So far in this blog I have focused mainly on the flaws of the far-left. The far-left often calls proponents of the centre-left "red Tories" in the UK or "DINOs" (Democrats in name only) in the US. In this piece, I will look, through the prism of Brexit, at why this charge is plainly wrong, by studying why the right will always fail to successfully address the economic concerns of the working class and reduce inequality, and how the centre-left has been, and will be, the only force capable of doing so.
One reason the right will never successfully reduce inequality is that many politicians of the right have no intention of doing so. Thomas Frank in the seminal What's the Matter with Kansas documented how the Republican party in the US first used a populist social and foreign policy agenda as "bait and switch" for an economic programme that benefits wealthy corporations and individuals. In the Brexit negotiations, the Tory threat to the EU of creating a low-tax, low-regulation economy is, for many Tories like Daniel Hannan and Ian Duncan Smith, not a fallback position but the desired outcome. For thirty years, the right has gotten most of what it wanted in terms of lower taxes, regulations, and workers rights, and this has failed to boost growth as promised. Much like Marxists who claim the Soviet Union failed because it was not communist enough, the far-right ideologues are committed to doubling down on these failed policies.
Where populism on the right is genuinely held, this simply creates inherent conflicts for the "new-right". An obvious but not widely commented upon aspect of the Brexit and Trump campaigns was the abandonment of the traditional conservative position of personal responsibility. Voters in areas of rural or industrial decline were no longer told to "get on their bikes", but that their situation was not their fault, and instead "others" (immigrants, the EU, NAFTA) were to blame, and yet simultaneously the right continue to pursue the extreme free market agenda based on aggressive individualism that led to this state of affairs. The contradictions of populism and conservatism are already causing schisms in the Republican party in the US and they will do so in the Conservative party in the UK as the hard choices of Brexit are made.
Indeed, the modern right seems to have abandoned traditional conservatism in favour of ideology and faith-based policy. The Conservative party has given up on unionism in favour of hard Brexit. Experts are derided and evidence denied. As Nick Cohen notes in The Spectator "modern Tories resemble no one so much as the right-wing parody of left wingers: utopian, contemptuous of detail and convinced the world owes them a living." Economists pointing out the inevitable fall in living standards caused by the devaluation of sterling are dubbed "Remoaners". The poster-child for fact-free wishful thinking must be the clown-like figure of Boris Johnson claiming the UK can "have its cake and eat it". Unfortunately, reality has a funny habit of catching up with you, as we are starting witness with the firm EU negotiating stance and the slow drip of financial services jobs leaving the country.
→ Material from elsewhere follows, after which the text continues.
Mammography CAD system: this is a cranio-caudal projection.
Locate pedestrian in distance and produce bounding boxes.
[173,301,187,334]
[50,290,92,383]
Ultimately, populism and the right fail the working classes for three main reasons. Firstly, many on the right do not genuinely believe in reducing inequality. Secondly, those that do believe the solution is to do more of what hasn't worked for the last thirty years. Lastly, populism always fails because it cannot deliver on its promises, as Donald Trump is so ably demonstrating.
The greatest successes in raising the living standards of the working classes came from centre-left policies in the decades after WWII. Even if the administrations had a centre-right label, such as the Eisenhower and Macmillan governments, they had accepted the post-war consensus of redistributive taxation, government involvement in some areas of the economy, and the welfare state. Those pushing a far-left and hard right agenda should also note that Keynes and Beveridge, two of the main architects of the post-war consensus, were centrist British Liberals trying to save capitalist democracies from their inherent flaws.
So why is the centre-left currently so unpopular in most developed countries? I believe it is because it has accepted the corporatist capitalist agenda of the right whilst focusing a lot of energy on identity politics, both of which are a turn-off with the working class. What is needed instead is a shift to stakeholder capitalism, a focus on class and economic inequality and an acknowledgement that patriotism and national identity should not be the preserve of the right. The centre-left architects of the successful post-war settlement would recognise this framework immediately.